Nei primi decenni del Novecento l’ipotesi evolutiva principale per spiegare le somiglianze fra esseri umani e altre specie era quella della ricapitolazione, o legge biogenetica, proposta da Ernest Haeckel e divenuta proverbiale nella formula «l’ontogenesi ricapitola la filogenesi» – ovvero l’embrione, nel suo sviluppo, ripercorre le fasi filogeneticamente antiche della specie. In questo quadro, l’evoluzione corrisponde a un’accelerazione del processo embrio-fetale di trasformazione: quanto più una specie è evoluta, tante più fasi attraverserà l’embrione, e poi il feto, per approdare infine alla forma che corrisponde al presente evolutivo della specie. L’ipotesi della fetalizzazione avanzata da Bolk si contrappone diametralmente a quella della ricapitolazione: l’evoluzione degli umani non deriverebbe affatto da un’accelerazione dello sviluppo, ma, al contrario, da un rallentamento, da una frenata che manterrebbe la specie in condizioni che, per i primati a noi più prossimi, sono filogeneticamente antiche.

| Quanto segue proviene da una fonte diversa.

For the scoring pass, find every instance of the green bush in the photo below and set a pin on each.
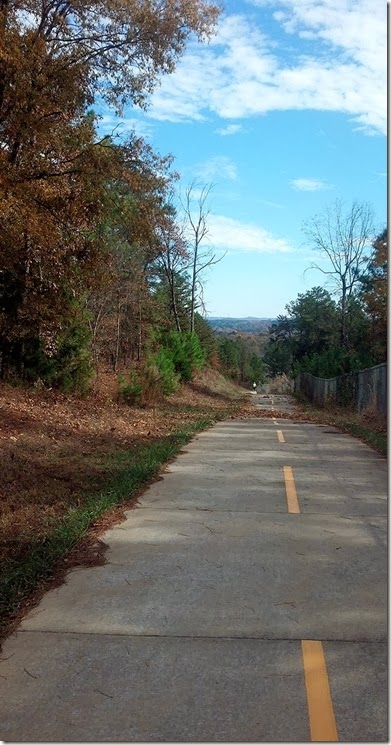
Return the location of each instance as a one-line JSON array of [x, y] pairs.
[[130, 389], [169, 378], [69, 367], [186, 353]]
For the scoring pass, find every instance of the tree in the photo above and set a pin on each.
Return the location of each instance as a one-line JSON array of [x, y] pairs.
[[56, 57], [374, 295], [342, 236], [171, 260], [196, 212]]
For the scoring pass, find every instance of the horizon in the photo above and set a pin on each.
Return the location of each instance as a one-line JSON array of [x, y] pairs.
[[284, 111]]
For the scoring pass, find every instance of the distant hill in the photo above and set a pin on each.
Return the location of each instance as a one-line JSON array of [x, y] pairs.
[[226, 326]]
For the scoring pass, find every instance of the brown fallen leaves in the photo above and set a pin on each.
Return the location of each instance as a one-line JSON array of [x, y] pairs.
[[55, 449]]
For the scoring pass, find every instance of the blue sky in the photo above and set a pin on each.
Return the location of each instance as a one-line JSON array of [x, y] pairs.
[[284, 110]]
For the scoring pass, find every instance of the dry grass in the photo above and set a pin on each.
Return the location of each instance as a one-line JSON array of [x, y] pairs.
[[56, 449]]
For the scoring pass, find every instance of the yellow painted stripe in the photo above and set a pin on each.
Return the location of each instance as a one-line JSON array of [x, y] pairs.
[[291, 496], [320, 705]]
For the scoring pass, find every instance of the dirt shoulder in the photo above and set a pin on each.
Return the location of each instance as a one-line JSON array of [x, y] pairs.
[[58, 452]]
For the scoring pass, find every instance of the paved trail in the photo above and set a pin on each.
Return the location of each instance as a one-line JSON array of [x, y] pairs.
[[244, 600]]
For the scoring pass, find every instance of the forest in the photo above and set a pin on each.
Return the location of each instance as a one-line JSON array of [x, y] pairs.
[[99, 266]]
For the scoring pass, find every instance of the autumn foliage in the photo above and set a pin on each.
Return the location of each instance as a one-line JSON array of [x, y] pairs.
[[81, 216]]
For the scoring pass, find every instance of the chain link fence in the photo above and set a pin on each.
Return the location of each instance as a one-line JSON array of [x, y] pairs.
[[362, 390]]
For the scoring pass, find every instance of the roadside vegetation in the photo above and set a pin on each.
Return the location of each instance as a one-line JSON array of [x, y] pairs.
[[326, 334], [70, 465]]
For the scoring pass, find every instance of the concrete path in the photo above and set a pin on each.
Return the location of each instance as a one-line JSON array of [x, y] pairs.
[[244, 600]]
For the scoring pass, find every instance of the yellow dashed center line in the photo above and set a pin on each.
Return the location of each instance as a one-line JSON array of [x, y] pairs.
[[290, 488], [320, 705]]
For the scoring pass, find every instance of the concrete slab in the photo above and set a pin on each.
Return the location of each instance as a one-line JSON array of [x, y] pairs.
[[191, 632], [183, 573], [80, 688], [236, 490], [358, 678]]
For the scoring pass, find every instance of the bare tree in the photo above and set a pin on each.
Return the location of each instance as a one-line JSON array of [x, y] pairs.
[[342, 236], [172, 258], [196, 211]]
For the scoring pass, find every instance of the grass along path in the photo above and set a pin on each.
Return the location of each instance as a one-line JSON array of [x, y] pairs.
[[71, 467]]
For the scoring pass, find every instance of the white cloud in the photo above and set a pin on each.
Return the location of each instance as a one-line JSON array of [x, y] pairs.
[[215, 169], [230, 129], [334, 59], [110, 124], [309, 184], [232, 235]]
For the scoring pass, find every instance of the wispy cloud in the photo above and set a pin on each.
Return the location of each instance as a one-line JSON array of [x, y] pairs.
[[232, 235], [309, 184], [217, 168], [230, 129], [112, 125], [327, 64]]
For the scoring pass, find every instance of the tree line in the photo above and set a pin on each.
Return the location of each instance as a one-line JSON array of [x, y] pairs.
[[331, 333], [96, 265]]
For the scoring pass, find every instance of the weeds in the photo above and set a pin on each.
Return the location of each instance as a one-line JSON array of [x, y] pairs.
[[131, 469]]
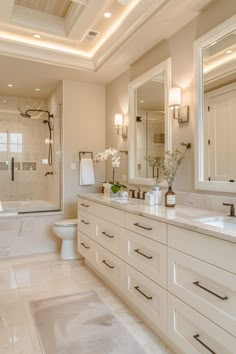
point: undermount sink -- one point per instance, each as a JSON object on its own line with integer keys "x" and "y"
{"x": 222, "y": 222}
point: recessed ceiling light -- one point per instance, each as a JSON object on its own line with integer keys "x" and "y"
{"x": 107, "y": 14}
{"x": 213, "y": 43}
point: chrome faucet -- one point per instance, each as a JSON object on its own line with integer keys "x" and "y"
{"x": 48, "y": 173}
{"x": 232, "y": 209}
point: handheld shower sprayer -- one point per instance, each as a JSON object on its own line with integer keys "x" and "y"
{"x": 46, "y": 121}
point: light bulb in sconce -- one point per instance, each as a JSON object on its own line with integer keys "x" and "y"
{"x": 121, "y": 125}
{"x": 179, "y": 112}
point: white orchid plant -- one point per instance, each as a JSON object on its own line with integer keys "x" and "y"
{"x": 115, "y": 160}
{"x": 170, "y": 163}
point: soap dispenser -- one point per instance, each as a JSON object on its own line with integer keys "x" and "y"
{"x": 157, "y": 193}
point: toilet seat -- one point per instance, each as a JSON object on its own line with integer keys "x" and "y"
{"x": 66, "y": 223}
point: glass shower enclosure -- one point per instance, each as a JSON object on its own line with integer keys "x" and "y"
{"x": 30, "y": 155}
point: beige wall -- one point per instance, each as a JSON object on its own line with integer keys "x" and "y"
{"x": 84, "y": 130}
{"x": 180, "y": 48}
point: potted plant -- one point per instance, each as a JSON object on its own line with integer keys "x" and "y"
{"x": 115, "y": 186}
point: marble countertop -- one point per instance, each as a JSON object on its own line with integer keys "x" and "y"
{"x": 182, "y": 216}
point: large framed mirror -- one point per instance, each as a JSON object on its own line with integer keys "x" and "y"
{"x": 149, "y": 122}
{"x": 215, "y": 100}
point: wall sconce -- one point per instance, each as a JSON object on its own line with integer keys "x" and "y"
{"x": 179, "y": 112}
{"x": 121, "y": 127}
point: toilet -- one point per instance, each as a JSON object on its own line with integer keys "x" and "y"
{"x": 67, "y": 230}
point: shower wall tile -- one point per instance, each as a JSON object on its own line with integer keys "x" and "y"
{"x": 29, "y": 166}
{"x": 3, "y": 166}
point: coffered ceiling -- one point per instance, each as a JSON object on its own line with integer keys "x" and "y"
{"x": 73, "y": 39}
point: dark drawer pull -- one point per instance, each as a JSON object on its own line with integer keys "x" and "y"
{"x": 203, "y": 344}
{"x": 85, "y": 222}
{"x": 104, "y": 233}
{"x": 209, "y": 291}
{"x": 142, "y": 254}
{"x": 85, "y": 205}
{"x": 84, "y": 245}
{"x": 143, "y": 227}
{"x": 140, "y": 291}
{"x": 108, "y": 265}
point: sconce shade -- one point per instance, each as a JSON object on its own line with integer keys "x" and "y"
{"x": 175, "y": 97}
{"x": 118, "y": 119}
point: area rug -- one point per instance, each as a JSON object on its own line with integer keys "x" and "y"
{"x": 80, "y": 324}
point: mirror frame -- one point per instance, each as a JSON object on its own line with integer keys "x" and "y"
{"x": 211, "y": 36}
{"x": 133, "y": 85}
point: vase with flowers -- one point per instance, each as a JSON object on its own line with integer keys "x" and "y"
{"x": 168, "y": 167}
{"x": 115, "y": 186}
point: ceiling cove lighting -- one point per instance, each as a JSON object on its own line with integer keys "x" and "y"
{"x": 107, "y": 14}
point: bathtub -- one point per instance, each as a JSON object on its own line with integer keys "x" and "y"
{"x": 27, "y": 206}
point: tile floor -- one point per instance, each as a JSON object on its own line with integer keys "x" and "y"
{"x": 26, "y": 279}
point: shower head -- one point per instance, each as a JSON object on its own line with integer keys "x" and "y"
{"x": 24, "y": 115}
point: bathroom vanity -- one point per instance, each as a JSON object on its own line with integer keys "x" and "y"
{"x": 175, "y": 268}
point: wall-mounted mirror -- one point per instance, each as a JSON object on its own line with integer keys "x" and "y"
{"x": 150, "y": 134}
{"x": 216, "y": 109}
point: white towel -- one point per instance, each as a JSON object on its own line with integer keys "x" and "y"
{"x": 86, "y": 172}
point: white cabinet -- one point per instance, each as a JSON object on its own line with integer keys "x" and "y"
{"x": 211, "y": 289}
{"x": 147, "y": 256}
{"x": 209, "y": 249}
{"x": 113, "y": 215}
{"x": 86, "y": 247}
{"x": 181, "y": 281}
{"x": 147, "y": 296}
{"x": 110, "y": 266}
{"x": 193, "y": 333}
{"x": 110, "y": 236}
{"x": 153, "y": 229}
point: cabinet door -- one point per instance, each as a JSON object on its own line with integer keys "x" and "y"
{"x": 86, "y": 247}
{"x": 147, "y": 256}
{"x": 211, "y": 289}
{"x": 110, "y": 236}
{"x": 86, "y": 223}
{"x": 108, "y": 213}
{"x": 195, "y": 334}
{"x": 147, "y": 296}
{"x": 150, "y": 228}
{"x": 110, "y": 266}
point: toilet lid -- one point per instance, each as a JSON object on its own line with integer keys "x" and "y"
{"x": 67, "y": 223}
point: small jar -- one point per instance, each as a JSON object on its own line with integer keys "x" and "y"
{"x": 170, "y": 198}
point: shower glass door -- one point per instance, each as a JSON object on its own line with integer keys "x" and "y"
{"x": 29, "y": 183}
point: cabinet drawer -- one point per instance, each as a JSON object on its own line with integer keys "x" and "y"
{"x": 147, "y": 256}
{"x": 211, "y": 289}
{"x": 212, "y": 250}
{"x": 153, "y": 229}
{"x": 110, "y": 266}
{"x": 86, "y": 247}
{"x": 195, "y": 334}
{"x": 86, "y": 223}
{"x": 108, "y": 213}
{"x": 109, "y": 236}
{"x": 147, "y": 296}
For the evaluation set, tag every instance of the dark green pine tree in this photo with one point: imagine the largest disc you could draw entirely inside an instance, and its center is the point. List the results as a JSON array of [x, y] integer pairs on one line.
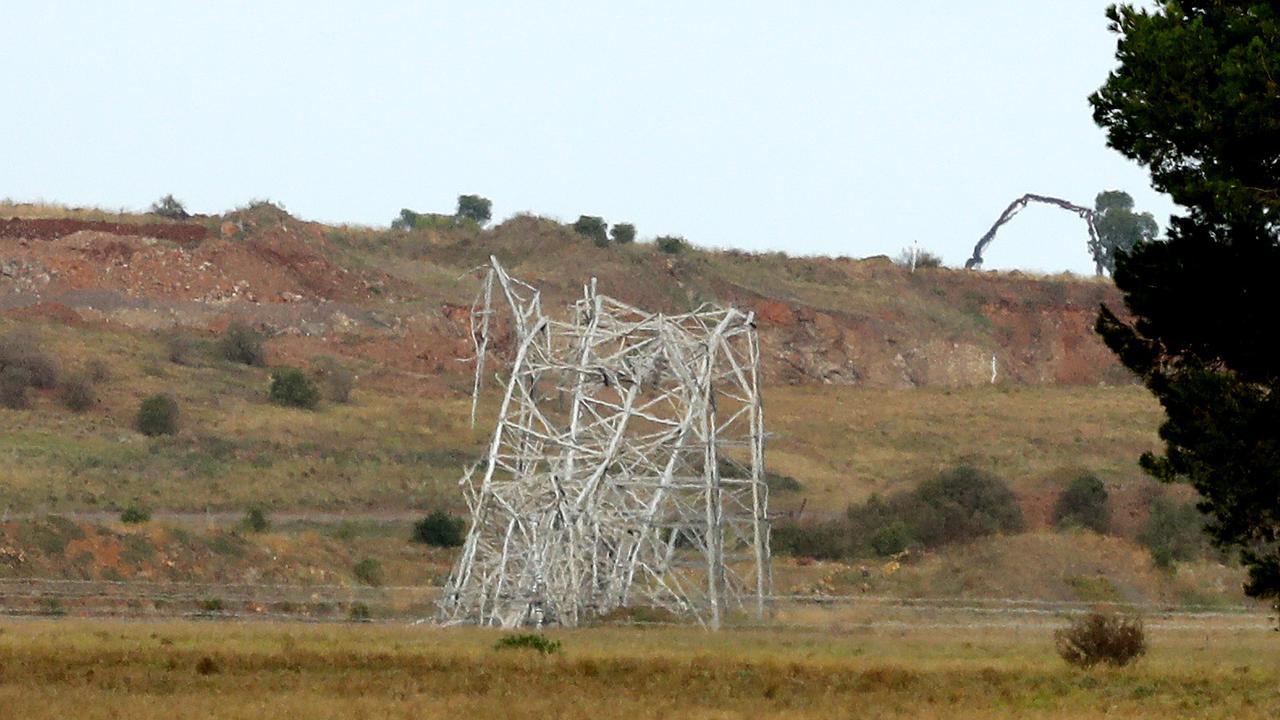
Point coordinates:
[[1196, 99]]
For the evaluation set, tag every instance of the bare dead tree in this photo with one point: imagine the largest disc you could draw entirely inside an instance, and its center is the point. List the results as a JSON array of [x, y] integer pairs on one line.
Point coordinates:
[[1016, 206]]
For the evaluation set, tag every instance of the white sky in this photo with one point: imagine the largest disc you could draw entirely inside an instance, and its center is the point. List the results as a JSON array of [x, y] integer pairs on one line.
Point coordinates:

L’ipotesi apre piste molteplici e pone diversi problemi. Il limite principale della teoria di Bolk, così come di quella di Haeckel, sta nel suo eccesso esplicativo: è senz’altro vero che una parte dell’ontogenesi embrionale ricapitola una parte della filogenesi, così come è senz’altro vero che diverse caratteristiche umane sono fortemente neoteniche. Ma nessuna delle due ipotesi riesce a spiegare tutto, dacché l’esito finale del processo di sviluppo degli esseri umani non è lineare e unitario ma a mosaico (se la faccia è infantile e “ritardata”, le gambe – per non fare che un esempio – non lo sono affatto). In altre parole, organi diversi subiscono processi evolutivi differenti a seconda delle esigenze a cui devono rispondere: alcuni si sviluppano in modo rallentato e neotenico, altri in modo accelerato e “ricapitolante”. Inoltre, l’ipotesi di Bolk comporta una decisa chiusura dell’endocrino all’esterno, una sorta di autismo dell’organismo che procederebbe nell’evoluzione esclusivamente secondo principi interni, senza connessioni con l’ambiente (non solo quello fisico, ma anche quello sociale, culturale, cognitivo, affettivo ecc.).